Braids and beads and veil kept getting in his face.
He didn’t dare call out; they might guess from his voice that he wasn’t a woman, in spite of his clothes, and it would only confirm their fears of an attack.
But he couldn’t let Halza reach the top of the wall and get himself shot.
He had not accepted Halza’s offer of the horse, but he still owed his guide something for making it.
And there had been other gestures of kindness on the journey up from Torakand; he’d given Lill extra food at lunch and reprimanded the palanquin bearers when they gossiped about him.
Surely it would be dishonour to let the man get killed.
“Hang on, I have almost got you!” came another voice from the village, this one in Zashian heavy with the accent of the Passes.
“What in the”—some word full of phlegmy consonants—“are you doing, Tirtu?” That was the archer again.
“Hang on, lad!
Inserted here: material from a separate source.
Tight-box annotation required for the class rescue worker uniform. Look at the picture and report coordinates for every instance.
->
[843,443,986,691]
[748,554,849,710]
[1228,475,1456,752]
Almost there!”
Lill switched from one stinging hand to the other to twist around, clawing the veil out of the way, and look below him.
Another brown-haired Mountain Pass man in black clothing was pushing a cart full of straw toward the gate.
A scuffling on the ridge at the head of the ladder announced the arrival of Halza.
Lill saw the archer adjust his aim upward and draw back his bowstring.
Desperate, Lill dug with his free hand into the back of his sash and pulled out one of his shoes.
He twisted again, bracing one bare foot against the wall, hampered by the arrow through his skirt, and flung the shoe at the archer.
It hit him in the forehead, and the arrow flew wide, just as Lill’s cramped fingers slipped and let go of the stones, and he fell.
He heard his clothing tear, a huge section of costly fabric ripping away, screams and shouts from above and below, saw the stones of the wall whirl in front of him and the steel grey of the sky overhead, and then he was hitting something with a splintering crash and a bright explosion of pain, and he was still moving, rolling and sliding into darkness.
He opened his eyes and tried to focus. There was a man’s face, stern and scarred but improbably, implacably beautiful. One of the fighting angels, fresh from a battlefield in the war with the forces of the Dark Valley. His hair was pale gold. His eyes were like a cloudless sky, a piercing blue.
Lill tried to fling up a hand, but his limbs were heavy and aching, his body unresponsive, as if far away from his mind. He tried to form the word “No,” but could not remember how it sounded. The world spun again, in a tumble of pain and nausea. The angel, the gold-haired man, was gone.